(Reuters) – Nicaragua’s legislature is set to vote on a bill overhauling the Central American nation’s banking system, which would give the state control over appointing the leadership at private financial institutions in the country.
WHY IT’S IMPORTANT
The bill, sent by President Daniel Ortega to Congress, was presented to lawmakers on Monday. The proposal would give the national banking regulator the ability to name banking executives at private firms.
The regulator could also dissolve or liquidate banks by decree, the bill’s text reads.
ADDITIONAL CONTEXT
The proposal would represent the latest tightening of state control over the sector.
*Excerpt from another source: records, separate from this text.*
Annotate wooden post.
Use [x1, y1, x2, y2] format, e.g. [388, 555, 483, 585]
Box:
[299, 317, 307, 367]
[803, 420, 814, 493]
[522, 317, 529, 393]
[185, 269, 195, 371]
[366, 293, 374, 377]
Last month, the Ortega-allied legislature passed a bill forcing banks to ignore sanctions against Nicaraguans locally.
Dozens of Ortega administration officials, including his wife and vice president, Rosario Murillo, and several of their children, have been sanctioned abroad for alleged human rights violations during the repression of anti-government protests in 2018.
KEY QUOTE
“This totally distorts the market’s functioning,” economist Marco Aurelio Pena told local news outlet 100 Noticias. “One thing is to regulate and supervise (banks), and another is to actually administrate (them).”
WHAT’S NEXT
The proposal is expected to easily pass Nicaragua’s unicameral legislature. It will become law once it is published in the national gazette.